L’usine "UP3" de traitement-recyclage du combustible usé de l’usine de La Hague (Manche) est en cours de redémarrage. Cette activité avait été mise à l’arrêt progressivement à partir du 16 mars, début du confinement général dû à l'épidémie de coronavirus.
Ce redémarrage a été annoncé aux salariés par la direction d’Orano La Hague au cours d’une réunion du conseil social et économique de l’entreprise (CSE) le mercredi 8 avril. Ce redémarrage nécessite 200 salariés qui vont venir compléter l’effectif actuel sur le site de 1 200 salariés employés sur une plage horaire de 24 heures. Pour mémoire, l’usine de retraitement du combustible nucléaire usé de La Hague fonctionne en temps normal avec 4 000 salariés d’Orano et environ 1 000 salariés de sous-traitants.

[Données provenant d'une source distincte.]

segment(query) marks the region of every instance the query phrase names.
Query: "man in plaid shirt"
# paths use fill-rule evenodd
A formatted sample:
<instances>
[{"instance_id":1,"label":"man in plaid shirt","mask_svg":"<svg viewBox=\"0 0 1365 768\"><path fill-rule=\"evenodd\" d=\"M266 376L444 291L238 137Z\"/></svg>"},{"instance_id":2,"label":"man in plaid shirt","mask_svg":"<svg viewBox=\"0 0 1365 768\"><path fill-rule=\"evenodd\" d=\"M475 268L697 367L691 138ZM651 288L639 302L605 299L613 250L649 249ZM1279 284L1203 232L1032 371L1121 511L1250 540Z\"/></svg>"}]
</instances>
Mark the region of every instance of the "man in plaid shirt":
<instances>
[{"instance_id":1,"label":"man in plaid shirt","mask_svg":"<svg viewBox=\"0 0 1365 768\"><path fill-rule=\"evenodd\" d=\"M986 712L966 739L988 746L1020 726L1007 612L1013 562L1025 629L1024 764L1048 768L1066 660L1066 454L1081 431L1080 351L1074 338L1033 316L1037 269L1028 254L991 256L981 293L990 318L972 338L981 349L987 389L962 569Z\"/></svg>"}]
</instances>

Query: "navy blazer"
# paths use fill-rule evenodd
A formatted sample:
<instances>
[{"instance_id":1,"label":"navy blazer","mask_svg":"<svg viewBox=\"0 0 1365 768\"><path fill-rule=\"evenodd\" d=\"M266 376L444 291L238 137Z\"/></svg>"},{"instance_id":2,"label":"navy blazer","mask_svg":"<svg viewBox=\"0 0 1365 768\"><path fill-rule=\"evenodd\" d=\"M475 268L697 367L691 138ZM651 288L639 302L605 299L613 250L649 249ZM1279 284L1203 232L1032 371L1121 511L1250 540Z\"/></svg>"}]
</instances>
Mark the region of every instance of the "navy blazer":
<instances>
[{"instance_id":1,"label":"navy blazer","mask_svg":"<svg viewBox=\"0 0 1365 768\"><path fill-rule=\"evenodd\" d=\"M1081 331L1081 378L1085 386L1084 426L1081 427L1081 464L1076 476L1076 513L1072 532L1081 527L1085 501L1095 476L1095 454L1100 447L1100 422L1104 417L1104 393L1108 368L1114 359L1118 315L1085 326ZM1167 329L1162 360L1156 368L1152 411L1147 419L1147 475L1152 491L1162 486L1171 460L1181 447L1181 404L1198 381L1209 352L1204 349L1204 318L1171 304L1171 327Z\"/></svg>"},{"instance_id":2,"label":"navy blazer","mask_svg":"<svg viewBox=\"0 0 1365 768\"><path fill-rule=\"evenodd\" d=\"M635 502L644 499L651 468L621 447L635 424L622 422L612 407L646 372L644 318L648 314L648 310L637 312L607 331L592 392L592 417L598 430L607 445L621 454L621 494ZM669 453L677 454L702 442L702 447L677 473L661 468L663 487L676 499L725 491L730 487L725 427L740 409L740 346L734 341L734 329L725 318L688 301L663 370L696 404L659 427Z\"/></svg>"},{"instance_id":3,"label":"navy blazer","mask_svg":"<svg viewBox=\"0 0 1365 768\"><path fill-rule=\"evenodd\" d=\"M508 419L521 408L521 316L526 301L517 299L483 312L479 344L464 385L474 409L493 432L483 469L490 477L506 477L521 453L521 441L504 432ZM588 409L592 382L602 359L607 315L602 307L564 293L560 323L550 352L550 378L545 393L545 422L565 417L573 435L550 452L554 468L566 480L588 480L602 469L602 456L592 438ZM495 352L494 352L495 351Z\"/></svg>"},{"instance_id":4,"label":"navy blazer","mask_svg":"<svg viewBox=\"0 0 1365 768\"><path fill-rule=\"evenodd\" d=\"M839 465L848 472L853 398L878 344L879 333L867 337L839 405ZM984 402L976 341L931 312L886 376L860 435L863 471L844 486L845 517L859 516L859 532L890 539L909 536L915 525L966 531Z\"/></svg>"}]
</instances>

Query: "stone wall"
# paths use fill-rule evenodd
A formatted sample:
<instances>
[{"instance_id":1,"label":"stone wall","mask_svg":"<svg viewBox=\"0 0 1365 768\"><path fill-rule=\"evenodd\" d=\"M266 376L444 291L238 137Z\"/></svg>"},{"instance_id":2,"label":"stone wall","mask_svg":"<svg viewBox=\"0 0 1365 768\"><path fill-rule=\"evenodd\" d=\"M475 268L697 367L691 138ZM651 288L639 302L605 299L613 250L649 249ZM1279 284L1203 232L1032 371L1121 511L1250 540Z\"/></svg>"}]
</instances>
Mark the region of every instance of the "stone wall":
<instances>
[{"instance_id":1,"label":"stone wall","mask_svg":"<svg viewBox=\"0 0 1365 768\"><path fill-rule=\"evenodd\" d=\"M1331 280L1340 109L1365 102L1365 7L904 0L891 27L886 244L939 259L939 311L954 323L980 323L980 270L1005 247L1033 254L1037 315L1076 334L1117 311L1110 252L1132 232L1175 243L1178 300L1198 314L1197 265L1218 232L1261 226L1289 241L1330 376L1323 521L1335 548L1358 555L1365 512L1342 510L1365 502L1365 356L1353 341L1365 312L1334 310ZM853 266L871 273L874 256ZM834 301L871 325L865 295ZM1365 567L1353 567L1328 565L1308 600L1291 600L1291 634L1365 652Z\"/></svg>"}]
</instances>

"Tous les salariés qui entrent sur notre site sont dotés de deux masques de protection pour la journée de travail de 8 heures" précise un porte-parole d’Orano La Hague joint par l’Usine Nouvelle.
Certaines activités n'ont jamais été stoppées
Les activités liées à la production d’électricité n’ont pas été stoppées sur le site avec la crise du Covid 19. Cela va de la réception du combustible usé (uranium) à l’expédition pour l’usine de Marcoule (Gard) du plutonium issu du recyclage du combustible nucléaire usé traité à La Hague. L’usine de Marcoule fabrique le combustible appelé "mox" qui représente 10 % de l’électricité nucléaire française. A la Hague, l’unité de production "UP2 800" qui est à l’arrêt pour maintenance depuis le mois de février est "en configuration de démarrage" précise la direction d’Orano La Hague. En revanche, les opérations de démantèlement de l’unité UP 2 400 ont été suspendues le 16 mars et restent à l’arrêt.